Ensuite et surtout, les bailleurs ont pris, dans
le cadre des trois contrats de bail litigieux, des dispositions spéciales liées
au fait que les locataires étaient, au moment de la conclusion du bail, au
bénéfice de l’aide sociale et d’une garantie de paiement. Le bail conclu avec D.________
prévoit ainsi à son article 5.16 : « Le loyer est garanti par le
service de l’aide sociale conformément au courrier qui suivra. Le bail prendra
fin à la même date à laquelle cessera la garantie et le bail sera résilié pour
cette date ». Celui conclu avec E.________ prévoit à son article
5.16
: « Le loyer est garanti par le service de l’aide sociale
conformément au courrier du 19.08.20. Le bail prendra fin à la même date à
laquelle cessera la garantie et le bail sera résilié pour cette date ».
Quant à celui conclu avec F.________, il prévoit à son article 5.14 :
« Le loyer est garanti par les services sociaux selon lettre du
14.01.2020
Le bail prendra fin pour la même date que la fin de la garantie des
services sociaux sauf si la locataire prouve être en mesure de payer »).
Ces clauses ont fait l’objet d’une individualisation et d’une rédaction
différenciée en fonction de la situation de chaque locataire ; il ne
s’agissait donc pas de clauses de style, auxquelles les bailleurs n’accordaient
pas d’importance ou de portée particulière.
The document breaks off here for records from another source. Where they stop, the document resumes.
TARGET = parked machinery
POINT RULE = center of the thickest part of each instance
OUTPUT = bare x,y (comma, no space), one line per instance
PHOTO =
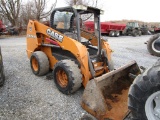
153,45
132,28
77,57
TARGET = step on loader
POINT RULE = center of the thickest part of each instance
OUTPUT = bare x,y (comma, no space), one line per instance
77,57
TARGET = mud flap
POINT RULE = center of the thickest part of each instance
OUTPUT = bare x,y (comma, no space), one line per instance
105,97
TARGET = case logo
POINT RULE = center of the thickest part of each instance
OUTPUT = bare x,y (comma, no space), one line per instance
55,35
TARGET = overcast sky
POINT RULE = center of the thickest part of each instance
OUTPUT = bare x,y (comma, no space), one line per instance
144,10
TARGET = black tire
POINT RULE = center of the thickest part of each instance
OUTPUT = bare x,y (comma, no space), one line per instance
134,33
2,76
139,33
117,34
153,48
72,79
143,86
39,63
111,33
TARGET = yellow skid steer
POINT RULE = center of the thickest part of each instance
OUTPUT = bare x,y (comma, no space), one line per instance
77,57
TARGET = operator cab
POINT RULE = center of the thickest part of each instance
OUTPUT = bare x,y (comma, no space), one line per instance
69,21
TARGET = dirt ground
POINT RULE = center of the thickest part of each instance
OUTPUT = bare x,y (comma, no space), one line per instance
28,97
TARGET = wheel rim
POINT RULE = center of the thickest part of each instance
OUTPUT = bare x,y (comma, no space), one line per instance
34,64
156,45
62,78
112,33
152,106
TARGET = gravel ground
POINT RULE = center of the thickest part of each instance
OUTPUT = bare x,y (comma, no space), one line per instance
28,97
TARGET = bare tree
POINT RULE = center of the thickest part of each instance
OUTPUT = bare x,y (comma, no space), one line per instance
40,6
82,2
11,9
26,12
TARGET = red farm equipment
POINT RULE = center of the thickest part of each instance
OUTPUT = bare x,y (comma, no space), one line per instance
110,28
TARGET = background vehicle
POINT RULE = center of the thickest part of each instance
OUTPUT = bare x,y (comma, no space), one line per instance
110,28
2,76
77,57
145,30
133,29
153,45
157,29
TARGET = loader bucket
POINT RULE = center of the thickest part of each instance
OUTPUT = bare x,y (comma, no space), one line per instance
105,97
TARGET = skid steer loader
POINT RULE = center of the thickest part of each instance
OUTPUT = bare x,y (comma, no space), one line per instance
77,57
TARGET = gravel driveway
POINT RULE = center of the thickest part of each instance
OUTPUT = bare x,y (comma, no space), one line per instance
28,97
Au contraire, elles répondaient
manifestement à un intérêt important aux yeux des bailleurs, soit celui de
s’assurer une garantie des services sociaux sur l’ensemble des loyers dus par
les différents locataires en vertu des contrats de bail et de pouvoir reprendre
la maîtrise sur l’objet loué (ou du moins s’en aménager la possibilité) une
fois le locataire sorti de l’assistance sociale. Sous cet angle, il est clair
que les bailleurs avaient compris que l’intervention de l’État en leur
faveur, comme garantie du loyer, recouvrait mais était aussi limitée à la
période de bénéfice de l’assistance sociale par le locataire. Ce n’est que dans
ce sens qu’on peut comprendre la volonté des bailleurs de voir le bail prendre
fin sitôt que prendrait fin la garantie des services sociaux, sauf
éventuellement si le locataire « prouve être en mesure de payer ».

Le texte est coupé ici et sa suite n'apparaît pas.